A numerical study of aerosol effects on cloud microphysical processes of hailstorm clouds

Abstract

The Regional Atmospheric Modeling System (RAMS) was used to investigate the effects of varied cloud condensation nuclei (CCN) concentrations on microphysical processes of spring hailstorm clouds in a semiarid region of China. The comparison between the model analyses and the observations reveals that the simulation generally performed well in forecasting the precipitation, the pressure field, and the radar reflectivity. The simulation result shows that the variation of aerosol concentrations had significant effects on the cloud microphysical processes, as well as on hail precipitation at the surface. As CCN concentrations increased, mixing ratios of small liquid particles (i.e., cloud1) increased, while that of large liquid particles (i.e., cloud2 and rain) decreased; mixing ratios of small ice-phase particles (i.e., pristine ice and snow) decreased, while that of the large ice-phase hydrometeor particles (i.e., aggregates and graupel) increased. The number concentration, mixing ratio, and melting mixing ratio of hail tended to decrease, but the mean diameter of hail increased with greater CCN concentrations.

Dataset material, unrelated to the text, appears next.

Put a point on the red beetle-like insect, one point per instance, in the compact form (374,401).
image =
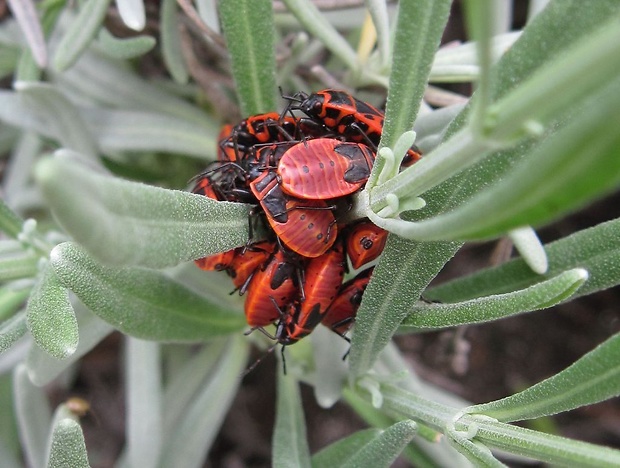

The surface precipitation of hail in polluted clouds was greater than that in clean clouds and heavily polluted clouds. In this simulation, the relative contributions of hydrometeor particles to hail varied with different CCN backgrounds. Higher CCN concentrations resulted in the decrease in the contribution of cloud1 to hail formation, while aggregates made more of a contribution to hail generation. The addition of CCN concentrations led to the decrease of total surface accumulated precipitation. However, the contribution of ice-phase precipitation to the total precipitation increased with greater CCN concentrations.